IFC invests in Chinese-Mongolian education provider

The investment in Minsheng Group comes on the heels of its proposed $25m investment to Carlyle Asia Growth V.

The International Finance Corporation, the investment arm of the World Bank Group, invested $25 million in China Minsheng Education Group as a cornerstone investor in the company’s initial public offering on the main board of the Hong Kong Stock Exchange, for which it aims to raise over $100 million.

“Investments in education help to bring more people into the workforce with in-demand skills,” Patrick Leahy, IFC’s regional head of industry for manufacturing, agribusiness services Asia, said in a statement.

“Our partnership with Minsheng Education will help improve access to quality higher education in China and create opportunities for young people from all backgrounds.”

IFC’s investment will be used to expand the company’s preparatory education programme for ethnic minority students, as well as to explore international collaboration opportunities and to strengthen its environmental and social best practices.

Minsheng Education is one of China’s largest private higher education groups in terms of student enrollment and had approximately 30,000 students in end-June 2016. The company has a footprint in Chongqing and Inner Mongolia.

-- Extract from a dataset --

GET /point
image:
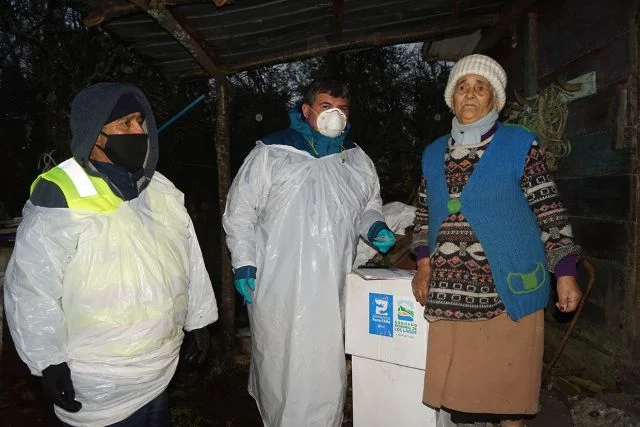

China is IFC’s second largest portfolio country. Since its first investment in 1985, the firm has deployed and mobilised over $2 billion to support over 350 projects across 30 provinces, it said on its website. Among its favoured investments include those that fight climate chang, enable rural development, promote sustainable cross-border investments.

The IFC has recently committed capital to China-focused vehicles including The Carlyle Group’s Carlyle Asia Growth, Beijing-based Hosen Capital’s Hosen Investment Fund III and Shenzhen-based Maison Capital’s Maison China III.

In April last year, the IFC also teamed up with Apollo Global Management to form a platform to acquire distressed assets in emerging markets such as China and India. IFC and Apollo each contributed $500 million, according to PEI data.